Nuxeo natively deduplicates files attached to your documents, which makes the necessary disk space to operate your applications lower. Still, there are a few details you might wish to know.
When storing files in the cloud using for instance the native Amazon S3 connector we provide, you don't need to worry about how files will be distributed on the filesystem.
When storing files on premise, Nuxeo arranges to maximize performances by distributing files in subfolders. A md5 checksum of the file is calculated, and the file is stored in a two-level folder structure named after the first characters of the checksum.
For example, a file having the following checksum:
38c8a503c45169a0668c4ef0c2dc12ec would be stored in a
c8 folder structure. The number of characters used for the folder naming is easily configurable, although it's unlikely you will need more than the two characters used by default:
- Each folder level is made of 256 combinations (16 * 16 characters),
- That means we reach a total of 65536 folder combinations in total (16^4),
- If we store 1000 files per folder, we are over 65 million files stored (65 536 000).

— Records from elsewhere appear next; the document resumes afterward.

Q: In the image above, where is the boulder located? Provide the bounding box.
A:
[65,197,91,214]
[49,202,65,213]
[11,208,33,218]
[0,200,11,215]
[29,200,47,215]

Even older filesystems have no performance problem until 10 000 files per folder, which gives you a lot of latitude. Past a certain point, you may wish however to lower costs by distributing files between different hardware solutions. This can easily be achieved by adding repositories in your application, and we describe this solution in the scaling database storage below.
One of the key advantages of NoSQL databases, like MongoDB, is that they allow to scale out by simply adding nodes to the cluster and natively offer sharding on the nodes.
Unlike NoSQL databases, relational database nodes can't simply be added to handle more load:
- Multi-masters SQL DB architecture (like Oracle RAC) work but don't really provide scale out, only HA.
- Leveraging replicated ReadOnly SQL DB nodes is complex in terms of transaction management
However, the Nuxeo Platform does provide a way to scale out the data: using several repositories. The idea is that a single Nuxeo application can be bound to several repositories, each repository being a database instance and a file storage solution. So if one application is connected to two repositories, the data will be partitioned between two couples (ex: (DB+FS) + (DB+S3)).
The repositories are like mount points: The default configuration is to have only one repository named "Default Repository" and mounted under
/default/. But you can add new repositories as needed. These new repositories will appear inside the application as several content roots. This typically means that when accessing a document, you have to know what the host repository is.
Typical use cases for data partitioning include:
Selecting your storage type according to the needs
- Partitioning between live and archived documents:
- Storage: slower but massive cheap storage that can scale
- Indexes: add indexes on the database to make search faster (few writes)
- Storage: fast storage to make work faster, lower volume
- Indexes: fast database with few indexes to maximize write speed
- Partitioning between read-only and read-write repositories
- Have a read-write repository
- Have a read-only replicated repository
Selecting the storage according to the isolation policy
- Data for "clientX" goes in "repositoryX"
- Partitioning between types of documents or document status:
- Published documents in a public repository
- Working documents in a restricted repository
This data partitioning is visible to end users, but thanks to Elasticsearch we can provide a unified index. It means searches can be executed in all repositories seamlessly, and any document query or listing can take advantage of this unified index too when necessary.
This type of sharding has been tested during a performance benchmark using 10 PostgreSQL databases to reach a total of 1 billion documents.